U.S. municipal bond trade markups face new regulatory scrutiny
WASHINGTON Jan 27 (Reuters) - The compensation that dealers receive in U.S. municipal bond trades is once again in regulators' crosshairs, with a member of the Securities and Exchange Commission saying on Monday that he is investigating how to give investors more information about markups.
SEC Commissioner Michael Piwowar, a Republican sworn in last August, is calling for retail investors to have a better sense of dealer markups - or compensation - in "riskless principal transactions."
Most individual investors are in the dark about how much dealers add to prices in trades.
In its sweeping report on the $3.7 trillion municipal bond market released more than a year ago, the SEC recommended requiring dealers to disclose markups, saying the lack of information put individual investors at a disadvantage. Since then, the commission has fallen quiet on the issue.
Regulation is hazy on dealer compensation. Dealers must disclose their remuneration if they act as agents facilitating trades, but not if they act as principals in the trade. For most trades in the municipal bond market, dealers are "riskless principals" purchasing securities from their customers and immediately reselling them to other dealers.
Piwowar told a meeting of the U.S. Chamber of Commerce that he asked the commission's municipal securities office "to work with me to develop a few proposals to improve how the fixed-income markets operate," highlighting markups as an area of concern.
Piwowar took an in-depth look at dealer compensation when he worked at the SEC as an economist, and his academic research on markups was frequently cited in the commission's 2012 report.
"We engaged in a lot of conversations with the dealers and the dealers were saying things like 'we commit capital to this market,'" he told reporters after the meeting.
"But we started looking at the data and a lot of these transactions look like they might be riskless principal transactions where the dealers aren't actually committing any capital," he said. "If they simply mark it up from where they bought it at, they don't have to disclose what the markup is."
Recording the markup would "enable investors to have better information," he added.
Piwowar did not give details about the proposals, or when they might be released.
In recent years, federal regulators have expressed concerns that individual investors, the "mom and pop" buyers that support the municipal bond market, do not have adequate information about the debt they use for income. An investigation by the Government Accountability Office concluded that those investors often paid more for bonds than banks and other institutions because of this lack of information.
The SEC enforces the rules for the market written by the Municipal Securities Rulemaking Board, a self-regulatory organization made up of banks, issuers and advisers. But FINRA, or the Financial Industry Regulatory Authority, has traditionally overseen markups and fined banks for not dealing fairly with their customers when they have tacked on excessive amounts. In one case in 2011, FINRA fined a bank for markups as large as 8.49 percent. Typically, they are closer to 2 percent.

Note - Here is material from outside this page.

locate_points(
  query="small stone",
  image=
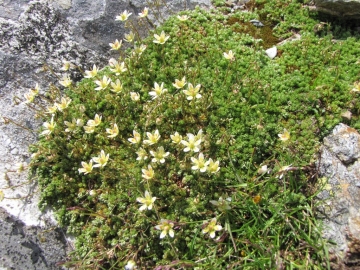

"When you think about the number of securities in the market, the number of participants, the number of issuers, the spreads in these markets - I really think we can get more bang for our buck in terms of our resources and helping retail investors understand these markets better," Piwowar said.
He added that the coming flood of retiring baby boomers and current uneasiness about the direction of interest rates should inspire deeper consideration of pricing.